Veeam cites IDC figures forecasting public IT cloud services revenue to exceed US$141 billion in 2019 – recording a CAGR of 19.4%, almost six times the rate of overall IT market growth – with Australian public IT cloud services expected to grow even faster to AU$5.5 billion by 2020 for a CAGR of 25.5%, compared to just 1% CAGR for the overall IT market during the same period.

Public cloud services will drive one third of the AU$15.2 billion aggregate revenue generated by the need for applications, development and deployment tools, infrastructure software, storage and servers. By 2018 more than half of enterprises' IT infrastructure and software investments will be cloud based, reaching 60% to 70% come 2020.

The move to hybrid cloud, however, comes with issues, with Veeam noting that maintaining availability across a hybrid cloud environment is 'not easy'.

"Which is why seeing Veeam operate deeper on the Cisco HyperFlex platform means businesses can realise not only the increased efficiency and adaptability benefits of Cisco HyperFlex and the computing power of Cisco UCS, but with the integration of Veeam, ensure data remains availablle 24.7.365 across a multi-cloud environment.

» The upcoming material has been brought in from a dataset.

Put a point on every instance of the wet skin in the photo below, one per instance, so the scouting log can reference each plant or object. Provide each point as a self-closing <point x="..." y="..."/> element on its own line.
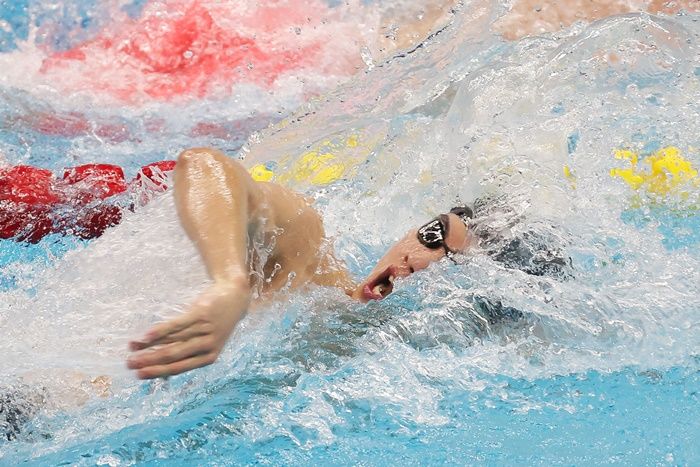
<point x="221" y="208"/>
<point x="407" y="256"/>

The direct integration provides improved recovery point objectives, reduces the performance impact on production by not using VMware VM snapshots, and accelerates backups potentially improving copy speed up to twice as much as the standard VMware vSphere APIs.

Agentless application aware backup and the ability to replicate Cisco HyperFlex workloads to another HyperFlex system or any VMware vSphere environment including Veeam Cloud and Service Providers are also included.

Earlier this year Bender told ChannelLife Veeam would be tightening relationships with vendors like Cisco in moves designed to broaden the acceptance of Veeam by big alliance members and make it easier for channel partners to include Veeam in offerings.

The vendor is also hoping the deals will help it push further into the enterprise.